Participants walking around during the Future Investment Initiative conference in Riyadh, Saudi Arabia on Oct 24, 2017.PHOTO: REUTERS

RIYADH (AFP, BLOOMBERG) - Saudi Crown Prince Mohammed bin Salman announced plans to build a half trillion dollar new city on Saudi Arabia’s Red Sea coast, the latest mega-project in his drive to remake the kingdom in a time of dwindling resources. 

The project, called Neom, will cover 26,500 sq km including an uninterrupted coastline of nearly 470 kilometres, and will extend into territories in neighbouring Jordan and Egypt, a statement released by the kingdom’s Public Investment Fund said.

Authorities in Jordan and Egypt did not immediately comment on the statement. 

Saudi Crown Prince Mohammed bin Salman made the announcement on the day he opened the Future Investment Initiative, a three-day economic conference in Riyadh that brings together some 2,500 dignitaries including International Monetary Fund managing director Christine Lagarde, as well as 2,000 foreign investors. 

Neom, which counted more than 10,000 followers on Twitter hours after the announcement, will be independent of Saudi regulation and will adopt a “separate regulatory framework,” the statement said. 

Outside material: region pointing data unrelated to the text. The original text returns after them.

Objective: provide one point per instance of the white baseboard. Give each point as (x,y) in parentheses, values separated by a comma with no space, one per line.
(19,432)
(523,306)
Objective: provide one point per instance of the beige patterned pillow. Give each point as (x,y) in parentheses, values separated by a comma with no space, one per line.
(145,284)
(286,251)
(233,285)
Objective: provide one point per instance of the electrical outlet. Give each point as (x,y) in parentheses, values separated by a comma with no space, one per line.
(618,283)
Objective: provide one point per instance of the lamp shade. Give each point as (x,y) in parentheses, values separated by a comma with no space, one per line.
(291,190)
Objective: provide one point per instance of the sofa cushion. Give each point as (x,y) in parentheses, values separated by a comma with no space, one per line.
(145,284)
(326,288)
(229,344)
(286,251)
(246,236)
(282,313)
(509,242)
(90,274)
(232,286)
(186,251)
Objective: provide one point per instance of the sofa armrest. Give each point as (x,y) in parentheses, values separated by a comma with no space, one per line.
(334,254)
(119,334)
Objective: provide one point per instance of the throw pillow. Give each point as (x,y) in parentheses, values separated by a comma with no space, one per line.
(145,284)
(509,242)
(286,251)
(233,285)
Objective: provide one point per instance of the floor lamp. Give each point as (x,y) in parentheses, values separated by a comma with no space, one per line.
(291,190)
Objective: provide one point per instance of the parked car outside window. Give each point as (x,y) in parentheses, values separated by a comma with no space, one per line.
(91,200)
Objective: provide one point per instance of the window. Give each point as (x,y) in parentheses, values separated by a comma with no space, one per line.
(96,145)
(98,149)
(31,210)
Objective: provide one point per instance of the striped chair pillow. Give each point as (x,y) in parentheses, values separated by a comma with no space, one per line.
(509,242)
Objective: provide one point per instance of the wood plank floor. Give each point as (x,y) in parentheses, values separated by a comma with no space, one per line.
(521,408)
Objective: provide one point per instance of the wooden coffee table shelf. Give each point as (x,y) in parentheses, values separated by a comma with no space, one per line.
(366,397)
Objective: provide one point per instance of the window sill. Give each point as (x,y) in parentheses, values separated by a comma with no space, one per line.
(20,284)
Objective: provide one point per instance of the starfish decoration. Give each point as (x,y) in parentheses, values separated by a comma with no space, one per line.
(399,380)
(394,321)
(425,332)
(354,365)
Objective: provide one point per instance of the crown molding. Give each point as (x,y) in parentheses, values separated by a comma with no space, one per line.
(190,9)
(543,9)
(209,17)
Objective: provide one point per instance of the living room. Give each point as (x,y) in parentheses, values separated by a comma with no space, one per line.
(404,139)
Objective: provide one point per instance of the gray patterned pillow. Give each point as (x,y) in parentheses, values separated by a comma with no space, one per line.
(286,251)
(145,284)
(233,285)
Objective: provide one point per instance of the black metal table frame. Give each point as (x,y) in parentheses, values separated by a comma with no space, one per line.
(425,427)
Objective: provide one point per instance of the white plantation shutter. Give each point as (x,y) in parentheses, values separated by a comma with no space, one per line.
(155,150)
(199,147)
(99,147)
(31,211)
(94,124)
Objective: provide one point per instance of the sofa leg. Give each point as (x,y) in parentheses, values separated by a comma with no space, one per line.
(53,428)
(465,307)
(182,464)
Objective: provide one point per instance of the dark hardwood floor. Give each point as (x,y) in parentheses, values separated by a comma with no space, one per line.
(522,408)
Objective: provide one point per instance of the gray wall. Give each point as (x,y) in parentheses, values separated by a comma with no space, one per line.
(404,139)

The Saudi government has pledged investments into Neom worth US$500 billion. The project will also be open to local and international investors. 

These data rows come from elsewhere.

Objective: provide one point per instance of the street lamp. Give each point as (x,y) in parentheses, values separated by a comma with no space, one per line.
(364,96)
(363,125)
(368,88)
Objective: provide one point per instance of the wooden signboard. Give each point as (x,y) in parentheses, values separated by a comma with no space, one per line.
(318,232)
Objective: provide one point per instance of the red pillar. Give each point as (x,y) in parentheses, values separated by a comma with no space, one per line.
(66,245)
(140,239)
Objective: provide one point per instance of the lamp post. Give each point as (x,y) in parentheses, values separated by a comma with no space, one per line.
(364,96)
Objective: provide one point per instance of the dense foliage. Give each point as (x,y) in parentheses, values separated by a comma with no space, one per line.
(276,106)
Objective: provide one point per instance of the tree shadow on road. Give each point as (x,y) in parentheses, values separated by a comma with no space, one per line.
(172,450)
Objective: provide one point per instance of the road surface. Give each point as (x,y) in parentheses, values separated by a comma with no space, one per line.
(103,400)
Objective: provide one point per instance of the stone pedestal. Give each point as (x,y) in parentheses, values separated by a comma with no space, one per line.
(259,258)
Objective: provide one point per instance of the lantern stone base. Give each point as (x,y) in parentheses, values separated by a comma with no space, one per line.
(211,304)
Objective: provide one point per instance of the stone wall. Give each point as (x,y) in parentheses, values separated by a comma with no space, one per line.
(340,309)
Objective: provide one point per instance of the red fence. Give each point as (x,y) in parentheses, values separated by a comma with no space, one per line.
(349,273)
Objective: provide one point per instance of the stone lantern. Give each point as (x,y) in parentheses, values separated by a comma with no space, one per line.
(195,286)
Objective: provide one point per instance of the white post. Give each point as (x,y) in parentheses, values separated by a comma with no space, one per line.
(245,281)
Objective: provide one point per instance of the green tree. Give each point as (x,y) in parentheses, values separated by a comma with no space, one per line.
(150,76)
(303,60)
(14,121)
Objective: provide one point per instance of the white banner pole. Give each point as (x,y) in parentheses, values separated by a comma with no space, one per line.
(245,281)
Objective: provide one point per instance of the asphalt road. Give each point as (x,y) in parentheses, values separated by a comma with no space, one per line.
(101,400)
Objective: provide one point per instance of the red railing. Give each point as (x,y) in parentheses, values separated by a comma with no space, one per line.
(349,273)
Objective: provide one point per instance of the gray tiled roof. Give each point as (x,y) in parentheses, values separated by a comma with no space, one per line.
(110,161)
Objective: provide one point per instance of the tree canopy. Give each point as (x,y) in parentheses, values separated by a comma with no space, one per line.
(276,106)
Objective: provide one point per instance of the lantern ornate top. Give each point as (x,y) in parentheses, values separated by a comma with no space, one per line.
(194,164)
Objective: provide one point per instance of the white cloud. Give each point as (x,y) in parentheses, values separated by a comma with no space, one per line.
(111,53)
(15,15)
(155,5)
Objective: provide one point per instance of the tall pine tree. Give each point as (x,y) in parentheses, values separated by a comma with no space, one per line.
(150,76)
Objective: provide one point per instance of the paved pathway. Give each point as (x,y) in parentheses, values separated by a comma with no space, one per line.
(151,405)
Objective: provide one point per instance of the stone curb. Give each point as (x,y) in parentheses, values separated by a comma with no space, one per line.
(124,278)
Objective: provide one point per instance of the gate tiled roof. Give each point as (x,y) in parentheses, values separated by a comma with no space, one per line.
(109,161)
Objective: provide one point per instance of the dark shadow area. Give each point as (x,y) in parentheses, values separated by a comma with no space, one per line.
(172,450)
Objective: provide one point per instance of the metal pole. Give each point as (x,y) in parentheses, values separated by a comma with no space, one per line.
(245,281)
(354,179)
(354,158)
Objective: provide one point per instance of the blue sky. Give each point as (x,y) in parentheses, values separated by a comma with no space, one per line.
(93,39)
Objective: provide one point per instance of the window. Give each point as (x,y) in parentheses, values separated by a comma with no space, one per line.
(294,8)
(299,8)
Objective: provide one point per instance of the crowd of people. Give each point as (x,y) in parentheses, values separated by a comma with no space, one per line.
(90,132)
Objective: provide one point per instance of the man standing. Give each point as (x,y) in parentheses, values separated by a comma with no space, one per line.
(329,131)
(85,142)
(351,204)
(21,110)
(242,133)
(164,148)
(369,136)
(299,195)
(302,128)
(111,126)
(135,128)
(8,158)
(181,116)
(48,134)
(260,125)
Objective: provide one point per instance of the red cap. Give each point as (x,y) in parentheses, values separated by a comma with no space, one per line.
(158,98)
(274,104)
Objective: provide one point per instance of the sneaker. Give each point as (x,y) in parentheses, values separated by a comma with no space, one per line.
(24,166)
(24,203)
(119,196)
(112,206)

Klaus Kleinfeld, the former chairman of Alcoa and Arconic and a member of the Council on Foreign Relations, was appointed NEOM’s first CEO. Kleinfeld has also served as advisor to the Chinese and Russian prime ministers. 

 

Neom overlooks the Red Sea and the Gulf of Aqaba, also bordered by Jordan and Israel – a location Saudi Crown Prince Mohammed bin Salman said in a statement would be “among the top secure areas in the world”. 

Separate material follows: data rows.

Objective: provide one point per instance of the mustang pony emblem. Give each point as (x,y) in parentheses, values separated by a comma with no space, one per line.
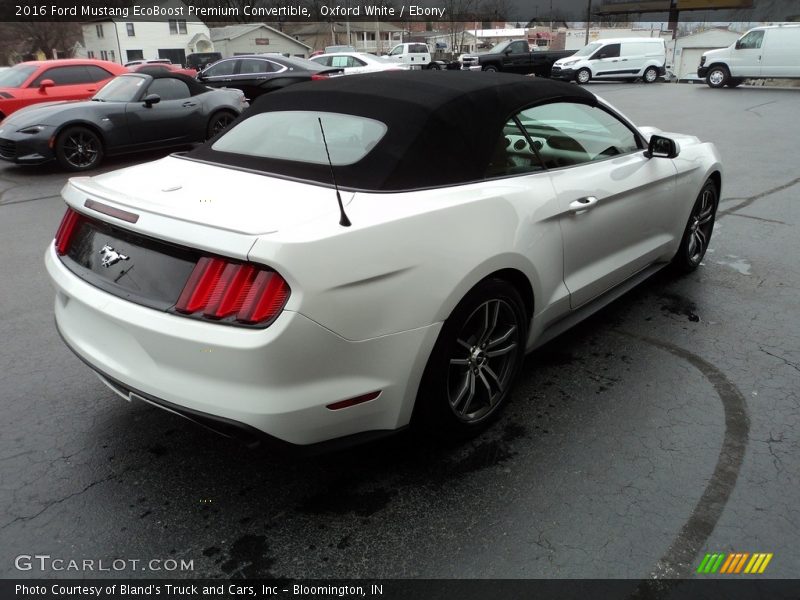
(110,256)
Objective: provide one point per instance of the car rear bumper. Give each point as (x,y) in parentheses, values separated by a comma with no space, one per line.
(277,381)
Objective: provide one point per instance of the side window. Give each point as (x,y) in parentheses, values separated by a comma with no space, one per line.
(169,89)
(250,66)
(752,40)
(97,73)
(64,76)
(608,51)
(572,134)
(512,154)
(225,67)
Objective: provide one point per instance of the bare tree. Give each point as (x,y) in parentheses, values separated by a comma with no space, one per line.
(25,38)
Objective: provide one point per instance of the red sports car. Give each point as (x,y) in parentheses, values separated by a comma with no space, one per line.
(48,80)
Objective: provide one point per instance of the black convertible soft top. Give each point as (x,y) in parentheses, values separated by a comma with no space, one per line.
(442,127)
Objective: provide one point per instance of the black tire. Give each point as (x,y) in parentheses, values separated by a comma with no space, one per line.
(218,122)
(79,149)
(699,227)
(472,367)
(717,76)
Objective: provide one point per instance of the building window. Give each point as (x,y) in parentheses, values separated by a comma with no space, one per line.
(177,26)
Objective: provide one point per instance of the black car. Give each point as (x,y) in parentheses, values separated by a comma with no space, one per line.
(258,74)
(133,112)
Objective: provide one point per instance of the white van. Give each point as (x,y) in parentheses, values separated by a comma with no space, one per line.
(772,51)
(416,55)
(621,58)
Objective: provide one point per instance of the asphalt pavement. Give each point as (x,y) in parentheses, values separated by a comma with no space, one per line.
(664,427)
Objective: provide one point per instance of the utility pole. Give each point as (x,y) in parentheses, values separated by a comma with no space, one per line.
(588,21)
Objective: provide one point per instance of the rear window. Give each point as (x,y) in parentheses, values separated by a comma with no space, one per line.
(16,76)
(296,136)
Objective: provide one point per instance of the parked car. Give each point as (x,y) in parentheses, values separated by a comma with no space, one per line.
(308,276)
(48,80)
(514,56)
(148,61)
(353,63)
(134,112)
(418,56)
(200,60)
(151,67)
(622,58)
(763,52)
(257,74)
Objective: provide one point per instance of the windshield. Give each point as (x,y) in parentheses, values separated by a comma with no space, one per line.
(295,135)
(498,47)
(16,76)
(124,88)
(587,50)
(300,63)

The venture comes as Saudi Arabia vies to diversify its oil-dependent economy after revenues dwindled following the 2014 crash of the global oil market.  Saudi Arabia, the world’s top oil exporter, has been facing serious budget deficits since 2014. 

Prince Mohammed, who was named heir to the throne in a surprise announcement in June, last year launched a massive economic reform programme in an attempt to pull the economy away from its dependence on oil. 

Alcohol, cinemas and theatres are still banned in the kingdom, an absolute monarchy and one of the world’s most conservative countries, but authorities in recent months have announced a string of decrees that appear to signal change in the entertainment and tourism industries. 

Prince Mohammed, the kingdom’s unrivalled leader, is spearheading a drive to prepare Saudi Arabia for the post-oil era.

In the course of his meteoric rise to power since 2015, he has revealed plans to sell a stake in oil giant Saudi Aramco, create the world’s largest sovereign wealth fund and lift the long-standing ban on female drivers.